最強さんは魔術少女を溺愛したい。【Extra】 ~魔術少女は溺れるほどに甘く愛される~

 厄年……初めて聞いたな。

 十五年間犬族だけど、そんなものがあるなんて……恐ろしすぎるだろ。

 しかもそれが今年だとか、怖すぎる。

 ましてや、犬族に限定されるなんて。

 瞬く間に不安になり、ぐっと下唇を噛み締める。

 そんな俺に神菜はいつもの屈託のない笑顔で、こう言ってくれた。

「心配しないでっ。
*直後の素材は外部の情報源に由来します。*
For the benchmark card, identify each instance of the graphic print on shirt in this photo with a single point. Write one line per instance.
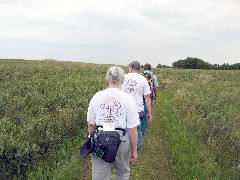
(110, 111)
(131, 86)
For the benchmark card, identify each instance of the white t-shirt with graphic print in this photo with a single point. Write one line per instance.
(113, 106)
(136, 85)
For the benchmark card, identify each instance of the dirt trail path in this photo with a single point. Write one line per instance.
(154, 160)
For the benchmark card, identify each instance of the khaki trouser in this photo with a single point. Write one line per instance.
(101, 170)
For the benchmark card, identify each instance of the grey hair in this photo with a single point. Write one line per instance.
(115, 75)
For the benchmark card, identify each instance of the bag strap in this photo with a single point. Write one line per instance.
(124, 130)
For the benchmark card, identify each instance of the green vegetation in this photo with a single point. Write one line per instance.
(196, 63)
(43, 105)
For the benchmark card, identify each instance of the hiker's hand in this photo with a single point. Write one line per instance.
(149, 116)
(134, 157)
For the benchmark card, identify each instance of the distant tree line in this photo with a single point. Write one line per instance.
(196, 63)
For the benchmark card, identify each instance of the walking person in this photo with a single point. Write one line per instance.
(153, 84)
(113, 108)
(136, 85)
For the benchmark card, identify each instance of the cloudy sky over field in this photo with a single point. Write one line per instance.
(119, 31)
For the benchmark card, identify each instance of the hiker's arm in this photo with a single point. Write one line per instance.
(90, 128)
(148, 104)
(155, 91)
(133, 135)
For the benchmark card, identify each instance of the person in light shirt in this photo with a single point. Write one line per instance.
(137, 85)
(114, 106)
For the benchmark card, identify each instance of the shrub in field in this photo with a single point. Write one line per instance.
(207, 103)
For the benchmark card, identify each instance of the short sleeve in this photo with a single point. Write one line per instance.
(91, 115)
(155, 82)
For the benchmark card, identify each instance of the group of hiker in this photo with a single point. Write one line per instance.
(118, 119)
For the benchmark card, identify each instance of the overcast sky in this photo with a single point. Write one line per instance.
(120, 31)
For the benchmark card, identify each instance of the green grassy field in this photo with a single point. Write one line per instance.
(43, 104)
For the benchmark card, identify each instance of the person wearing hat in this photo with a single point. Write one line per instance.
(114, 107)
(137, 85)
(153, 84)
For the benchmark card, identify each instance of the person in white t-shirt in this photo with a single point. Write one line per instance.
(137, 85)
(114, 106)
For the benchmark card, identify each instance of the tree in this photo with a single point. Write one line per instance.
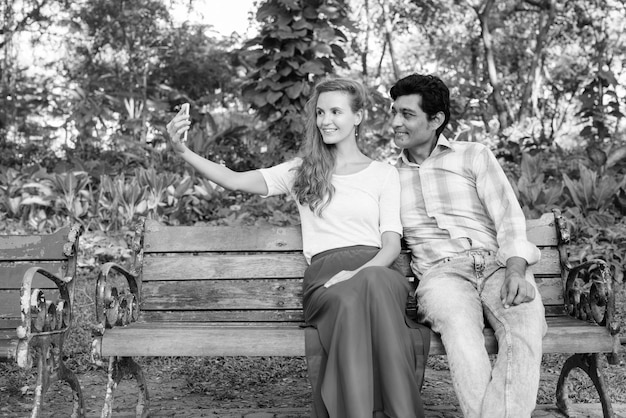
(300, 41)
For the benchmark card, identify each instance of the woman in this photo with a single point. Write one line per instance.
(349, 208)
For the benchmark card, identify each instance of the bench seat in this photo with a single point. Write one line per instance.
(237, 291)
(37, 279)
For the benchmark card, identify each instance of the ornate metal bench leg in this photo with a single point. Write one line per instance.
(118, 368)
(589, 364)
(68, 376)
(43, 377)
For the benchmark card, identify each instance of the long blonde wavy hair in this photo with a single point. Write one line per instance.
(312, 185)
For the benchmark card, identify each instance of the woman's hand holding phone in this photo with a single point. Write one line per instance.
(177, 128)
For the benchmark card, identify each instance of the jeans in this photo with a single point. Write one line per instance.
(455, 296)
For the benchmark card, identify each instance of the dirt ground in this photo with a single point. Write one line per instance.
(173, 394)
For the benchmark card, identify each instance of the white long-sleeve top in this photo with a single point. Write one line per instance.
(365, 204)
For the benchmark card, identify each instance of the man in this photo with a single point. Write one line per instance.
(467, 235)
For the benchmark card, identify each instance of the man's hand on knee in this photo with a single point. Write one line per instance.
(516, 289)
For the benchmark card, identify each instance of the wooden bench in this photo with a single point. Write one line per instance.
(236, 291)
(37, 279)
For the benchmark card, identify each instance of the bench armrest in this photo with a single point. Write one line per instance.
(589, 296)
(39, 316)
(114, 307)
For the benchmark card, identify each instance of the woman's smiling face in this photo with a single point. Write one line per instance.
(335, 118)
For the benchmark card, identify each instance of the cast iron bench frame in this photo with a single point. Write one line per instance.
(34, 271)
(236, 291)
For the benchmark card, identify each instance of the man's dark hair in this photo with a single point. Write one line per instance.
(433, 91)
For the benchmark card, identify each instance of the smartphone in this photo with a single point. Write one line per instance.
(185, 108)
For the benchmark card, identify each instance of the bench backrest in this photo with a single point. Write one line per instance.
(254, 274)
(18, 253)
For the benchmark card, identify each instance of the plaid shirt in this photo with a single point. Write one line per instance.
(469, 205)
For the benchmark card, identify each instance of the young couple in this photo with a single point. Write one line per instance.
(457, 212)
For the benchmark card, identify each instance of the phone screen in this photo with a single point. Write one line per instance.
(185, 109)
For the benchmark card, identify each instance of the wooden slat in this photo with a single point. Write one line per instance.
(542, 231)
(12, 274)
(548, 265)
(564, 335)
(10, 324)
(223, 294)
(184, 340)
(10, 302)
(7, 349)
(287, 315)
(258, 294)
(33, 247)
(224, 266)
(270, 265)
(159, 238)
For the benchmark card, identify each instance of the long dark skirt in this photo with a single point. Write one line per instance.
(374, 356)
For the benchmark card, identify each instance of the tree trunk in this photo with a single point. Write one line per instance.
(530, 99)
(483, 11)
(389, 28)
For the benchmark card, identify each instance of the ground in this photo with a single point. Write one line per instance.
(231, 387)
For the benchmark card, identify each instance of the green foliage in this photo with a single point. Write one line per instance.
(300, 42)
(534, 192)
(599, 235)
(593, 191)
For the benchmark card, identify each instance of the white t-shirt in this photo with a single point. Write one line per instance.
(365, 205)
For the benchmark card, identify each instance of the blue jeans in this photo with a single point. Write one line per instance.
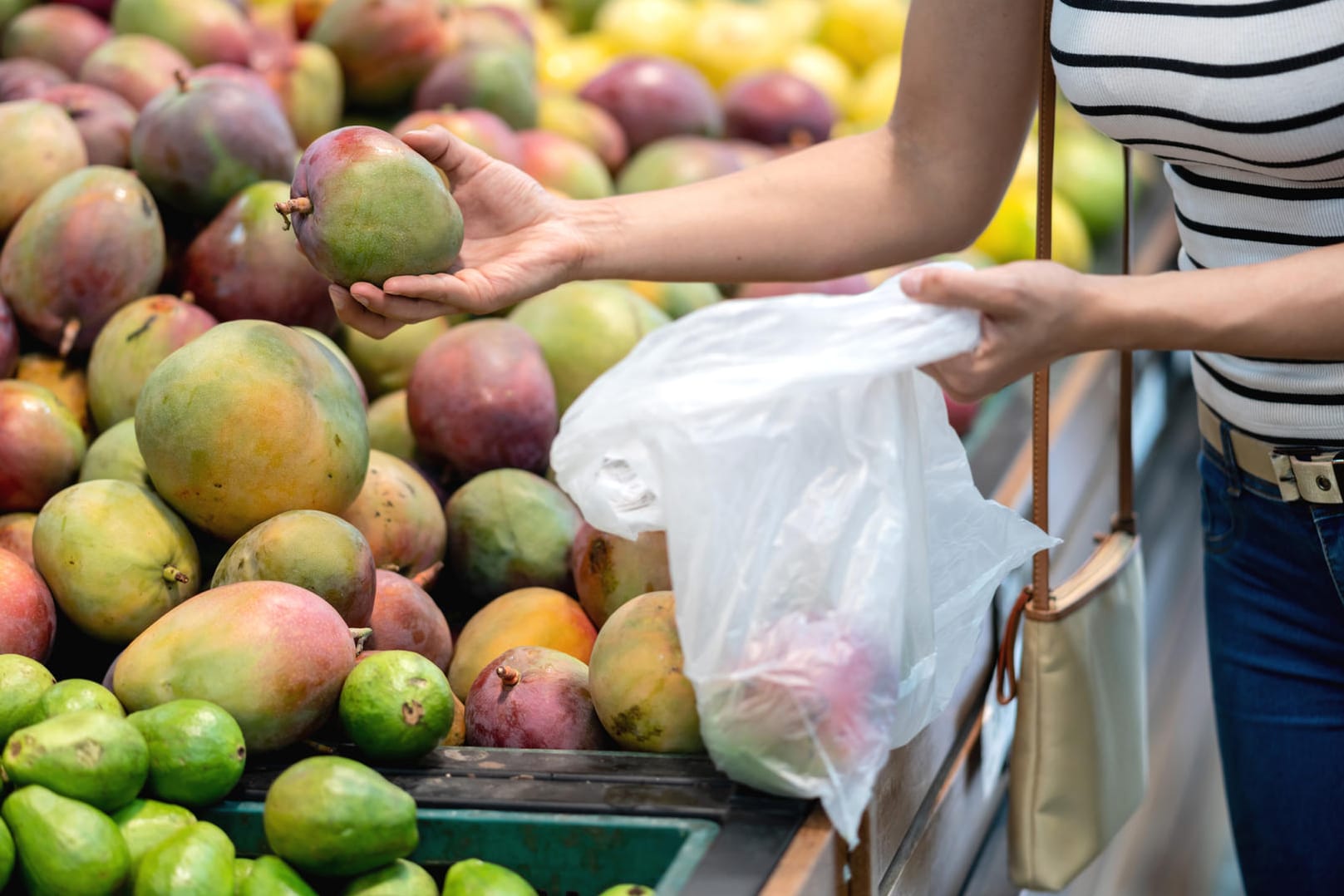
(1274, 608)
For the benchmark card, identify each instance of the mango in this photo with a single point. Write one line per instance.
(102, 119)
(481, 398)
(57, 34)
(272, 654)
(585, 328)
(194, 861)
(41, 445)
(499, 80)
(198, 427)
(89, 244)
(244, 265)
(476, 878)
(116, 558)
(652, 97)
(398, 879)
(389, 431)
(130, 346)
(203, 31)
(385, 46)
(196, 751)
(640, 693)
(27, 613)
(509, 529)
(91, 756)
(196, 145)
(610, 571)
(366, 207)
(400, 514)
(115, 455)
(65, 847)
(332, 815)
(529, 617)
(22, 684)
(309, 549)
(144, 824)
(135, 66)
(406, 618)
(534, 699)
(42, 145)
(386, 364)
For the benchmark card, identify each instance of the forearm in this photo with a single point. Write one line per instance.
(1287, 308)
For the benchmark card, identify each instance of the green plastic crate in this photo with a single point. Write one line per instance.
(561, 854)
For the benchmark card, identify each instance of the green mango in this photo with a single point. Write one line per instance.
(66, 848)
(398, 879)
(194, 861)
(147, 822)
(87, 756)
(333, 815)
(476, 878)
(270, 876)
(22, 684)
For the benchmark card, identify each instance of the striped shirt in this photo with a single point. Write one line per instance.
(1243, 101)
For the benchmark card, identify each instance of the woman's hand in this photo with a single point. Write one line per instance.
(518, 242)
(1032, 313)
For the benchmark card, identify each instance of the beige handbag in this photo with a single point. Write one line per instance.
(1080, 751)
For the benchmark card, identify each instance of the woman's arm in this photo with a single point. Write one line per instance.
(925, 185)
(1034, 313)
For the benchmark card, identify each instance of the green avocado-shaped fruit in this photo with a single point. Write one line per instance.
(476, 878)
(22, 684)
(76, 695)
(147, 822)
(333, 815)
(195, 861)
(270, 876)
(89, 756)
(196, 751)
(66, 848)
(396, 706)
(398, 879)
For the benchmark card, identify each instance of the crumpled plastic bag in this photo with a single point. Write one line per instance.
(831, 558)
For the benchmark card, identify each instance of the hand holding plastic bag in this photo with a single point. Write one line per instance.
(832, 559)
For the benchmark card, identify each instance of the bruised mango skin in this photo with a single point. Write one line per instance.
(378, 209)
(198, 427)
(89, 244)
(272, 654)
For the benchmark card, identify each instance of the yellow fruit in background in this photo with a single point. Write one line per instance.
(873, 97)
(574, 62)
(645, 26)
(825, 70)
(731, 39)
(863, 31)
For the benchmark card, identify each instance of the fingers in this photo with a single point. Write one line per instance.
(359, 318)
(459, 159)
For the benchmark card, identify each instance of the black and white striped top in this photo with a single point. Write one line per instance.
(1243, 101)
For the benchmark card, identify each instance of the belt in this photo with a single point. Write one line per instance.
(1302, 473)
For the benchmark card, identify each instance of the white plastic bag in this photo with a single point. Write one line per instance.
(831, 558)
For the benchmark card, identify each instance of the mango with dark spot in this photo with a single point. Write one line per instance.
(249, 421)
(527, 617)
(91, 244)
(610, 570)
(132, 344)
(309, 549)
(534, 699)
(200, 143)
(642, 695)
(481, 398)
(400, 514)
(272, 654)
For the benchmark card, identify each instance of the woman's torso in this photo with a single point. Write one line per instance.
(1245, 104)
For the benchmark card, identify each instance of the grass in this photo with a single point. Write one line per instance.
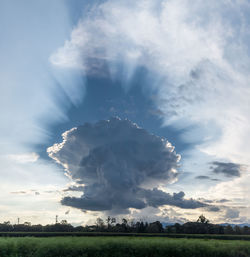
(121, 247)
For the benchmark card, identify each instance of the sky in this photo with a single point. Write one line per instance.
(123, 108)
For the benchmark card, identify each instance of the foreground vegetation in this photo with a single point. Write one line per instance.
(201, 226)
(121, 247)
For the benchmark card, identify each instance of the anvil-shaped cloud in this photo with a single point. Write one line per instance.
(120, 165)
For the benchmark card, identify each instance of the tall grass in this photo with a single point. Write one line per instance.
(121, 247)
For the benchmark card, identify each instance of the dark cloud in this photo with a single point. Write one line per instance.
(118, 162)
(228, 169)
(213, 208)
(232, 214)
(156, 198)
(223, 201)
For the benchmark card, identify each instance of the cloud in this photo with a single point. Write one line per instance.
(196, 52)
(228, 169)
(118, 163)
(24, 158)
(213, 208)
(202, 177)
(232, 214)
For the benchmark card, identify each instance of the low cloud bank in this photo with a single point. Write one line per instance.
(120, 165)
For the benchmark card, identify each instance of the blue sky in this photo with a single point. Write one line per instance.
(178, 69)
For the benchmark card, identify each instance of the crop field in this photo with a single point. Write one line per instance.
(121, 247)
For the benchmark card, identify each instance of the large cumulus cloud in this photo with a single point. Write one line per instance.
(120, 165)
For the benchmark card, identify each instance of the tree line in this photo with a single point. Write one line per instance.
(110, 224)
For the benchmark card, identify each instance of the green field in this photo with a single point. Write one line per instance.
(121, 247)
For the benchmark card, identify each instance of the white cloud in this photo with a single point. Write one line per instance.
(24, 158)
(198, 49)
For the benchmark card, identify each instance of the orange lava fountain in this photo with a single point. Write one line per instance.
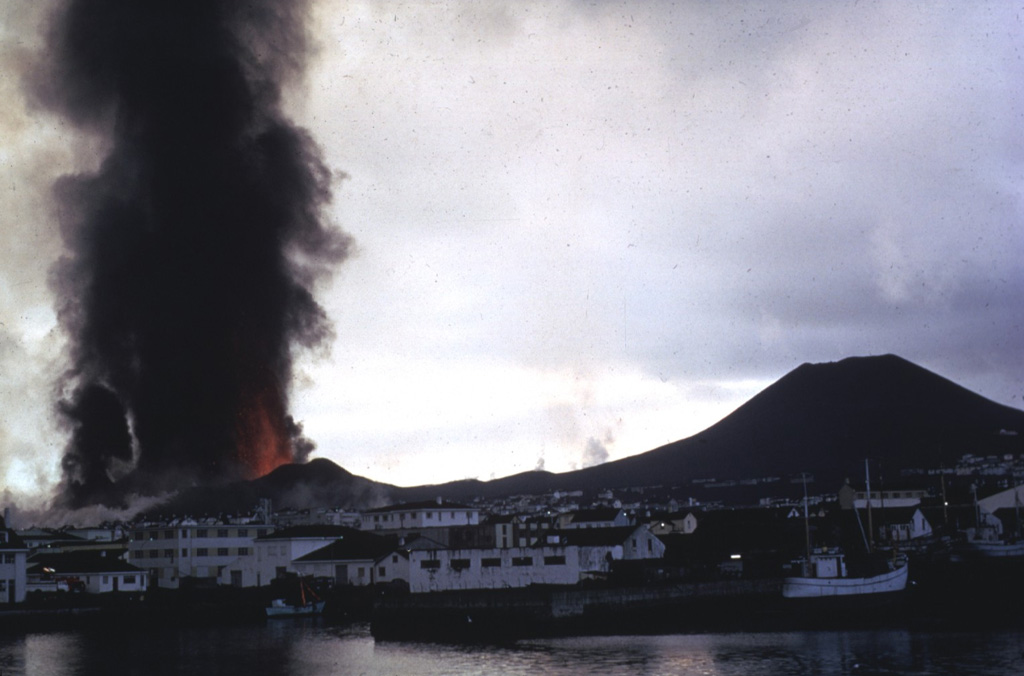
(262, 438)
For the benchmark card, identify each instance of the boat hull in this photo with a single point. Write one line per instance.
(887, 583)
(295, 610)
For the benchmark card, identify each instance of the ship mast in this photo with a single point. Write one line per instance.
(870, 527)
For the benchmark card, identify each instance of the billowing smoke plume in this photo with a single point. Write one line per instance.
(192, 253)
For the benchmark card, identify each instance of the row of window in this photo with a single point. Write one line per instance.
(496, 562)
(403, 515)
(171, 534)
(200, 551)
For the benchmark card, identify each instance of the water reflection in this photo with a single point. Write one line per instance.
(311, 649)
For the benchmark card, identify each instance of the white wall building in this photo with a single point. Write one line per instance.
(430, 514)
(188, 549)
(13, 554)
(90, 572)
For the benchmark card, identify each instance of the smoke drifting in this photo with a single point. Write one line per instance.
(193, 252)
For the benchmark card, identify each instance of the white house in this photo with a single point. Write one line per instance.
(273, 554)
(354, 558)
(89, 572)
(600, 517)
(564, 557)
(176, 550)
(13, 554)
(430, 514)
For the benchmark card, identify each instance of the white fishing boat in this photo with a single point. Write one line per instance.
(824, 575)
(308, 603)
(279, 608)
(986, 542)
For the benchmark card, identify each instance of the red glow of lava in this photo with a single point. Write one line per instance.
(263, 444)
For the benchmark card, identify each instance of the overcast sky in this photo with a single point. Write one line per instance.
(585, 229)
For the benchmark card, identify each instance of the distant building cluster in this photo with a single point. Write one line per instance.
(561, 538)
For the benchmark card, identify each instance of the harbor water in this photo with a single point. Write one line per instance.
(310, 647)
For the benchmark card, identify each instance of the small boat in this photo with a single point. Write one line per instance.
(309, 603)
(985, 542)
(824, 575)
(279, 608)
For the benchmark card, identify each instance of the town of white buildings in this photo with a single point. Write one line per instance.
(438, 545)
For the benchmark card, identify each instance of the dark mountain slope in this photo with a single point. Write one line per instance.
(826, 419)
(820, 418)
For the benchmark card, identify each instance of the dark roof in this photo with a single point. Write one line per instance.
(596, 514)
(890, 514)
(312, 531)
(591, 537)
(355, 545)
(423, 504)
(91, 562)
(51, 535)
(10, 540)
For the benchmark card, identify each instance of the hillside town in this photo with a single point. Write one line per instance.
(558, 539)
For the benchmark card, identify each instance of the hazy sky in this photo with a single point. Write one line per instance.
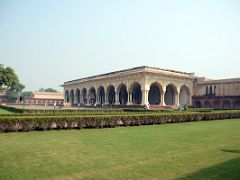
(48, 42)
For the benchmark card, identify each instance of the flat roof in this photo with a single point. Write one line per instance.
(218, 81)
(130, 71)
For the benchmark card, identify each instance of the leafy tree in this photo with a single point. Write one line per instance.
(8, 77)
(27, 94)
(15, 91)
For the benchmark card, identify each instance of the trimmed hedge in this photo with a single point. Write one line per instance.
(28, 123)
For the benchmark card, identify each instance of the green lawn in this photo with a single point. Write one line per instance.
(2, 111)
(198, 150)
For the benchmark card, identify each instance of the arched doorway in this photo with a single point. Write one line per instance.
(184, 96)
(207, 104)
(216, 105)
(111, 95)
(170, 94)
(101, 95)
(226, 105)
(77, 93)
(154, 95)
(67, 96)
(72, 96)
(236, 105)
(198, 104)
(123, 94)
(92, 96)
(84, 96)
(136, 93)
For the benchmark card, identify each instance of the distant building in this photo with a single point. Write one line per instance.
(45, 98)
(218, 94)
(3, 98)
(149, 85)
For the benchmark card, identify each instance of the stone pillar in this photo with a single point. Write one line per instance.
(145, 97)
(88, 99)
(106, 99)
(97, 99)
(177, 97)
(162, 97)
(129, 98)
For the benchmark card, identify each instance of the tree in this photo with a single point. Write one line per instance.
(8, 77)
(27, 94)
(15, 91)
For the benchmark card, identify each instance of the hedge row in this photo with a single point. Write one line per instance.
(11, 124)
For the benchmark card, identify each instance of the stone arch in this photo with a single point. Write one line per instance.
(84, 96)
(122, 94)
(111, 94)
(184, 95)
(136, 93)
(77, 94)
(154, 94)
(67, 99)
(216, 104)
(226, 105)
(207, 104)
(101, 95)
(198, 104)
(170, 94)
(92, 96)
(236, 104)
(72, 96)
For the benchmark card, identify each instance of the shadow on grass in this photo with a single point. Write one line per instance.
(230, 151)
(226, 170)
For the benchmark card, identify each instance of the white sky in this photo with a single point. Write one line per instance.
(49, 42)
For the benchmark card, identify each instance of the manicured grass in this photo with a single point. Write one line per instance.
(2, 111)
(198, 150)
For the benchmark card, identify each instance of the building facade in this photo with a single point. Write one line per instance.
(132, 87)
(46, 98)
(218, 94)
(158, 87)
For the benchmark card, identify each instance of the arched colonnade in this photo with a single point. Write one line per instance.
(135, 94)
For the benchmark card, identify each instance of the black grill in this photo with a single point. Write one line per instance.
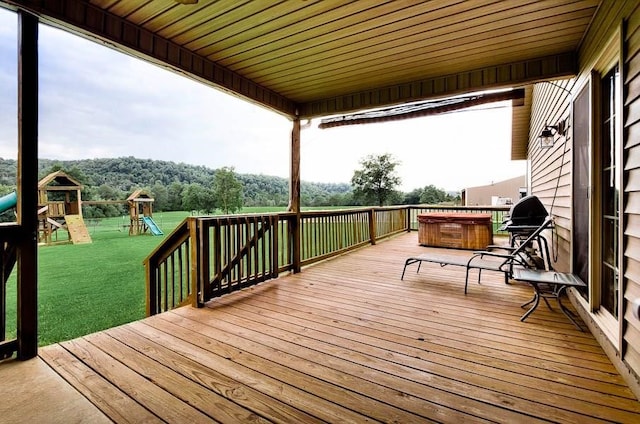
(524, 218)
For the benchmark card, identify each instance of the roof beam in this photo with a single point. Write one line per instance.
(515, 74)
(90, 21)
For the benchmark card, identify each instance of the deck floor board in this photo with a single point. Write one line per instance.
(347, 341)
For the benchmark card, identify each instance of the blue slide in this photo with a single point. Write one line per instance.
(153, 227)
(8, 201)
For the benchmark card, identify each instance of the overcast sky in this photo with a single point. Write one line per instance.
(98, 103)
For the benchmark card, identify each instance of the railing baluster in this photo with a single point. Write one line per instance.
(206, 257)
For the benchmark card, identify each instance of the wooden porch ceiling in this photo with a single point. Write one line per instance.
(317, 58)
(347, 341)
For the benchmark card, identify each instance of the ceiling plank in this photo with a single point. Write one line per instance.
(80, 16)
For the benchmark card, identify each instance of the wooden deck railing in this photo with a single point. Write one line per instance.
(8, 251)
(206, 257)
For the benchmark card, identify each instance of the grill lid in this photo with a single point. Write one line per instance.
(527, 211)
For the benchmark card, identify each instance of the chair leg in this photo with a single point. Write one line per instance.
(409, 262)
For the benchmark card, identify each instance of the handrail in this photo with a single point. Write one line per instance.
(208, 256)
(9, 233)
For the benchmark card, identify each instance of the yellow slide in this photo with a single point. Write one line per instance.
(78, 232)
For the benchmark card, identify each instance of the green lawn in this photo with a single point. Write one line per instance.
(91, 287)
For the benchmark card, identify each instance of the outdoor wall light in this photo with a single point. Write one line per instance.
(547, 136)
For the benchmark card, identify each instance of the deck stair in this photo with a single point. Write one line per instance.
(78, 232)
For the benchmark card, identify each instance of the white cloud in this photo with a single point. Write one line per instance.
(96, 102)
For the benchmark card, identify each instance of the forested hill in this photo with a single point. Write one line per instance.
(116, 178)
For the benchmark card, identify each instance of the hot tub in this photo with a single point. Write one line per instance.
(455, 230)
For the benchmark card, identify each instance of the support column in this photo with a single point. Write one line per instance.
(27, 206)
(294, 194)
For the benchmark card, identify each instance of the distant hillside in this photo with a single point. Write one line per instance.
(115, 178)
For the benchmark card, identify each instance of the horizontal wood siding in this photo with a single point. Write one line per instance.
(631, 274)
(551, 168)
(551, 176)
(347, 341)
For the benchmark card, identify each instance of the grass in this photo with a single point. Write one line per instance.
(91, 287)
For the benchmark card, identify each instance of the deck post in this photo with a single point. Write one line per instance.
(294, 195)
(27, 205)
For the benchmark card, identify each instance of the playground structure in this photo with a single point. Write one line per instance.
(141, 214)
(60, 208)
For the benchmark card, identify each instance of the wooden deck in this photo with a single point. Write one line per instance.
(347, 341)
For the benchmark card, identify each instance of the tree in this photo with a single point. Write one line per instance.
(376, 181)
(227, 190)
(196, 197)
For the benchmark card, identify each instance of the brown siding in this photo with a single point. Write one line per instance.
(631, 272)
(481, 195)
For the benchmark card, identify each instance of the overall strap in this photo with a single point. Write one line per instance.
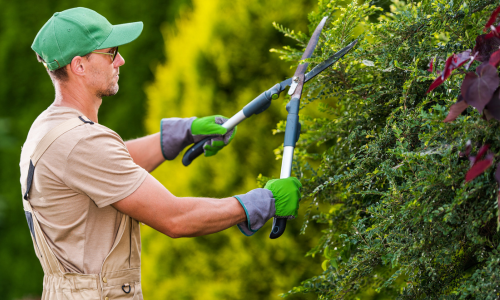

病気になってる人全員を治療できたら、厄年の影響が今後出ないように魔力かけてみるね! だから……そんな悲しそうな顔、しないで?」

「神菜……さんきゅ。」

「えへへっ、どういたしまして!」

 どこまでも……お人好しだな、こいつは。

 だから守ってやらないと、と思ってしまうんだ。

 でも実際、守られてるのは俺のほう。何にもできていないのが現実。

 ……そんなの、悔しすぎる。

 こんな俺が神菜を手に入れようとか、無謀すぎる話だ。

「それじゃあ、私行ってくる! 早く皆さんを治さなきゃっ!」

 そう意気込む神菜は、この上なく活気に満ちている。